「フィードバック」と聞いてどのようなことを思い浮かべますか?
コーチングを学ぶ前の私は、「フィードバック=ダメ出し」のように捉えていて、素直に受け入れられない自分に、いつも苦しめられていました。
これを読んでくださっている方の中にも、私と同じような経験をされた方がいらっしゃるかもしれませんね。
今日は、ふとしたことから「フィードバック」について考え、フィードバックをする側と受ける側の想いに違いがあることに気付いた話をしたいと思います。
私は趣味で、もう何十年もテニスをしています。
夫や友達とプレイするだけではなく、週1回はスクールに通って楽しんでいます。テニススクールと言っても、私の通っているスクールは、試合で勝つというような技術を磨くというよりは、「テニスを楽しみましょう!」がコンセプトのスクールです。

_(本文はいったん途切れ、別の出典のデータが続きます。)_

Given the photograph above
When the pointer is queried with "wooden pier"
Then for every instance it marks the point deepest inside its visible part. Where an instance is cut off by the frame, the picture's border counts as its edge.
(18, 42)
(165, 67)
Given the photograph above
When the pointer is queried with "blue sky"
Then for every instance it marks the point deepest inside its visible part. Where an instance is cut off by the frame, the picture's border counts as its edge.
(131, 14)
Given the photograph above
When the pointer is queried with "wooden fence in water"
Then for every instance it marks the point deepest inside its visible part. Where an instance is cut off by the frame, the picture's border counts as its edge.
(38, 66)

レギュラーでいつも顔を合わせる方も、他のクラスから振り替えで来られる方もいつも和気あいあいとテニスを楽しんでいます。
ある日、いつものようにスクールに行くと、担当のコーチはお休みで、全く知らない初めてのコーチが代行として来られていました。
どんな時間になるのか?ワクワクしていましたが・・始まって唖然としました。打ち方やフォームなど、いちいちこと細かく「指導」されるのです。
いつもと違う雰囲気に、中には明らかに嫌な顔をする人もいました。
「いちいちうるさいな。」
「気持ちよく打てればそれでいいのに。」
そんな声が聞こえてくるようでした。
コーチは、少しでも上達できるように、というつもりだったのかもしれません。が、それはコーチの独りよがりじゃない?とコーチの想いを押し付けられたように私は感じたのです。
私は、エアロビクスや高齢者対象の健康体操教室で、テニスコーチと同じく運動指導をしています。
テニスと違って、個人的に指摘をするようなことはほとんどありませんが、それでも、お客様のモチベーションを上げるためだったり、安全で効果的に動いていただくために全体に向かって様々なフィードバックをしています。
具体的にどんなことをしているか、というと・・・
まず、どう動くのか?を身体の動きと言葉で伝えます。
(ラジオ体操を思い出してみてください)
その後、参加者の動きを見ながら、
「その調子です!!」とモチベーションを上げる声がけをしたり、
「息を吐いて行いましょう!」「もう少し手は遠くに挙がりますか?」など、安全で効果的に動けるよう声がけをします・・これがフィードバックです。
今回のテニスコーチに不快感を感じたことで、自分のフィードバックはどうなんだろう?と改めて心配になり、色々と考えてみました。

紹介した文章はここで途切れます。